VoCampSunnyvale2009

What[edit]

The sixth ever VoCamp, to be held in Sunnyvale and organized with the help of Yahoo. See WhatIsVoCamp for a basic intro to the concept.

In addition, it's good to know that VoCamps are intended for hands-on developer work on vocabularies and other issues related to interoperability of semantic applications. A minimal level of understanding semantic technologies is required because the program will not feature tutorials on ontology engineering or semantic web standards.

When[edit]

Thu 18th - Fri 19th, June, 2009

The first day is only half-day (afternoon), the second day is full day.

This VoCamp is just after SemTech 2009, the Semantic Technology Conference taking place in San Jose.

Programme[edit]

Detailed programme to be determined later. The first half-day will be used for introductions using lightning talks and determining the topics to be worked on during the second day. The second day will be spent working in small groups (3-6 people).

For introductions you are welcome to use at most two slides BUT only if you send them in advance. (We are a fairly large group so we have to get a bit more organized.) Tell us who you are but also what you would like to achieve! Email your slides to pmika(at)yahoo-inc.com

Question re. slides: What format? Jpg? Pdf? Link to slideshare? Powerpoint? OpenOffice Presentation?

Thursday 18th June 2009[edit]

13:00 Arrivals
13:15 Introduction by participants
15:00 Snacks
15:30 Formation of Working Groups
18:00 Close

Friday 19th June 2009[edit]

8:30 Breakfast
9:00 Overview of the first day and planning for the second
9:00-12:00 Working Groups
12:00-13:00 Lunch
17:00 Reporting from Working Groups and discussion
18:00 Close

Where[edit]

Yahoo! Sunnyvale campus
700 First Avenue Sunnyvale, CA 94089
Building E, Classrooms 9/10 (1st Floor)
****Please note that VoCamp will be held in Building E, which is across the street (Mathilda) from the main campus (Building D).****

PARKING:
You should not have to swipe a card key to enter the parking lot. Park at any available (non-handicapped, carpool, or otherwise reserved) spot.

REGISTRATION:
Please tell the receptionist you are here for VoCamp, and if you registered prior to 9am on Wed June 17, your name should with the receptionist in the lobby.

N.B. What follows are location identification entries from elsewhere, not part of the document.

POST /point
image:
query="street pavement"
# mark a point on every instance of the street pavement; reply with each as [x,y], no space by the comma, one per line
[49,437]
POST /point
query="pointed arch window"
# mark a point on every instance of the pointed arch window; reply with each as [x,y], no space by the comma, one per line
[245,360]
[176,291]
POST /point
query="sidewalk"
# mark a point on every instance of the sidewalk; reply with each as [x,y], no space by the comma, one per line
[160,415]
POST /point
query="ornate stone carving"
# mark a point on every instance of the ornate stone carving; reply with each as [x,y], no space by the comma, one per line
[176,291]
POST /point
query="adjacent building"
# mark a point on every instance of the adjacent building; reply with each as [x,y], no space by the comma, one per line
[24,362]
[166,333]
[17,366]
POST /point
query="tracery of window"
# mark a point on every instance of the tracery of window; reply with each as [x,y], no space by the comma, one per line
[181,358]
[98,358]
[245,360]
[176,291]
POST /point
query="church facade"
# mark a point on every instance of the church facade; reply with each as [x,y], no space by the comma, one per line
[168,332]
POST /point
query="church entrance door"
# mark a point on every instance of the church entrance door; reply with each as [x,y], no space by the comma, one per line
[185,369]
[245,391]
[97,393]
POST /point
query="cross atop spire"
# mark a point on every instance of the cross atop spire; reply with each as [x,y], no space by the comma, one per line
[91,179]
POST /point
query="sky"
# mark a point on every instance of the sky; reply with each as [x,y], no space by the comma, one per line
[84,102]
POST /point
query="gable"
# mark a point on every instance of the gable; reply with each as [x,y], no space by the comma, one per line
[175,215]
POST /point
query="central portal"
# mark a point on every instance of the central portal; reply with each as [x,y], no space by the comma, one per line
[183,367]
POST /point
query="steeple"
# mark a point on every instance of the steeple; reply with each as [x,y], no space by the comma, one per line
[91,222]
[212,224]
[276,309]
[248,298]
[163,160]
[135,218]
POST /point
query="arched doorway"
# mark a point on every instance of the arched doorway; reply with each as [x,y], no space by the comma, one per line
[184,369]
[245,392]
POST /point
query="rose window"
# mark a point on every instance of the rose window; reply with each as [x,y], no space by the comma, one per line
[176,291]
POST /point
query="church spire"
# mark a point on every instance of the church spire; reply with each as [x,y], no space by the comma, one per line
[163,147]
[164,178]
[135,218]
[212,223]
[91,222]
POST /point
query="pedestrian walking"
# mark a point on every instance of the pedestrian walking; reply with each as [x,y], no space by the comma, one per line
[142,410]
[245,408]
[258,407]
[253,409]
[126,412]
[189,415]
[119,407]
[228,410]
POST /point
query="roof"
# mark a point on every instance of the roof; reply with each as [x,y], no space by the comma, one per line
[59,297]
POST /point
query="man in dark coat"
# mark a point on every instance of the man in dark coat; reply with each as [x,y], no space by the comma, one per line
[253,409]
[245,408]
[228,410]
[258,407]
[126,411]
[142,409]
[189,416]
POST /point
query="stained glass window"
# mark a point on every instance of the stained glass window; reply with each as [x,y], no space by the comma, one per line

Once you enter through the lobby, walk past the elevators, and turn left. Classrooms 9/10 are at the end of the hall.

CONTACT INFORMATION:[edit]

If you have any difficulties, please contact:
Melinda Chung
Evan Goer

Accommodation[edit]

Hotels[edit]

Mention that you are with Yahoo! to obtain the discounted rate.

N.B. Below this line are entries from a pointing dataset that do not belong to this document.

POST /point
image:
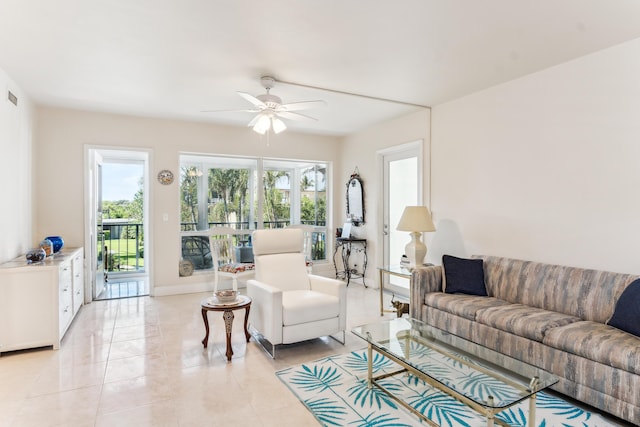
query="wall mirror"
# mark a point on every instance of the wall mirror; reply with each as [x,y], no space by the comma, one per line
[355,199]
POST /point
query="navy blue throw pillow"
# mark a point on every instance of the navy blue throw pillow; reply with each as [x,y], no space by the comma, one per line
[626,315]
[463,276]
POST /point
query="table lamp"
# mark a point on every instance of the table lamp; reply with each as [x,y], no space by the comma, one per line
[416,219]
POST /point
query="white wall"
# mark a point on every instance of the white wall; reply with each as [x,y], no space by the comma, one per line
[360,150]
[545,167]
[16,214]
[59,161]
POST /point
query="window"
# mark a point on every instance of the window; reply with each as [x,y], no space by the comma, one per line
[251,193]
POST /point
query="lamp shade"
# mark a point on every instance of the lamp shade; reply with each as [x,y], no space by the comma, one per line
[416,218]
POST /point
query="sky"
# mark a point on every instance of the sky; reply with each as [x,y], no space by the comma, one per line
[120,181]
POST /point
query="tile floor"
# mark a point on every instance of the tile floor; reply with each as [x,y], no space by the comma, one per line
[125,286]
[140,362]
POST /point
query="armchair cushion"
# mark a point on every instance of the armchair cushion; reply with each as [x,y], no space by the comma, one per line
[308,306]
[236,267]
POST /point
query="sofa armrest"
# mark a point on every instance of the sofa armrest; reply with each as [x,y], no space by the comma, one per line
[424,280]
[266,310]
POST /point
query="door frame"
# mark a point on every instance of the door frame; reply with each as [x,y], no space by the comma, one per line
[143,154]
[421,147]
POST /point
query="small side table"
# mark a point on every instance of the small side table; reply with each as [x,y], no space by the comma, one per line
[347,247]
[211,304]
[391,270]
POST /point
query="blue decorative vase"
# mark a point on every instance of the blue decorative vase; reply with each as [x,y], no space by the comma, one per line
[47,245]
[36,255]
[57,241]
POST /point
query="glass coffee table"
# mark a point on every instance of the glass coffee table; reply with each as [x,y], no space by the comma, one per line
[483,379]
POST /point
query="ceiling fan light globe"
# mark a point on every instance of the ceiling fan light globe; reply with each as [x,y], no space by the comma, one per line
[278,125]
[262,125]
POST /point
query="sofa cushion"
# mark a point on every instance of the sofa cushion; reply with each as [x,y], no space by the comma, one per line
[463,276]
[598,342]
[308,306]
[462,305]
[575,291]
[524,321]
[626,315]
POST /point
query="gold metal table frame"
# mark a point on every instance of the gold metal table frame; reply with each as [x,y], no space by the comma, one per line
[411,330]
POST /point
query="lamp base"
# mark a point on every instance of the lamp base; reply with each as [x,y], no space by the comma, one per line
[415,250]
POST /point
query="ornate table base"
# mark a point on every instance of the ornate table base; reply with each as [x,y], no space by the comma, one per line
[210,304]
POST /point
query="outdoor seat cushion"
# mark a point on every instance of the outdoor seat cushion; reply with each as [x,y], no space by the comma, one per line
[302,306]
[595,341]
[524,321]
[236,267]
[461,305]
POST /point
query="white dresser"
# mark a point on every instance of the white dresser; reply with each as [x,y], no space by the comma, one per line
[39,301]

Best Western Silicon Valley
600 N Mathilda Ave Sunnyvale CA
(408) 735-7800
Yahoo! Rate: $90/night
Included: Breakfast, High Speed Internet Access

Larkspur Landing Sunnyvale
748 N Mathilda Ave, Sunnyvale, CA
(408) 733-1212
Yahoo! Rate: $124/night
Included: Breakfast, High Speed Internet Access

Sheraton Sunnyvale Hotel
1100 N. Mathilda Ave, Sunnyvale, CA‎
(408) 542-8207‎
Yahoo! Rate: $179/night
Included: High Speed Internet Access

Motels[edit]

No discounted Yahoo! rate

Travel Inn
590 North Mathilda Ave.
Sunnyvale, CA 94086
(408) 737-1177

Vagabond Inn
816 W. Ahwanee Ave
Sunnyvale, CA‎
(408) 734-4607‎

Quality Inn
940 Weddell Drive
Sunnyvale, CA 94089
(408) 734-3742

Travel[edit]

The nearest airport is San Jose International (SJC), followed by the even-more-international San Francisco Airport (SFO) and Oakland International Airport (OAK).

Carpooling[edit]

Looking for a car[edit]

AlexandrePassant looking for a car for 2 people
- from and to SanJosé (SemTech) on the 18th morning and from SanJosé on the 19th morning
- to SF on the 19th evening

Offerings[edit]

How Much[edit]

The VoCamp event itself is free, although participants will need to pay for their own travel, accommodation and food. The venue is sponsored by Yahoo. See also VoCampSupporters...

Who[edit]

Organisers[edit]

Peter Mika
Melinda Chung
Evan Goer

and many other friendly folks at Yahoo!.

Participants[edit]

Participants, please list your name and any areas of interest related to vocabularies and interoperability of Semantic Web applications (note: this is non-binding; it's also fine to list none). NB Only 40 places available this time, first come first served! If you sign up, also subscribe to the VoCamp mailing list so that we can reach you in case of changes. Please sign up by June 16 so we can ensure that everyone is able to get past security and into parking (if needed).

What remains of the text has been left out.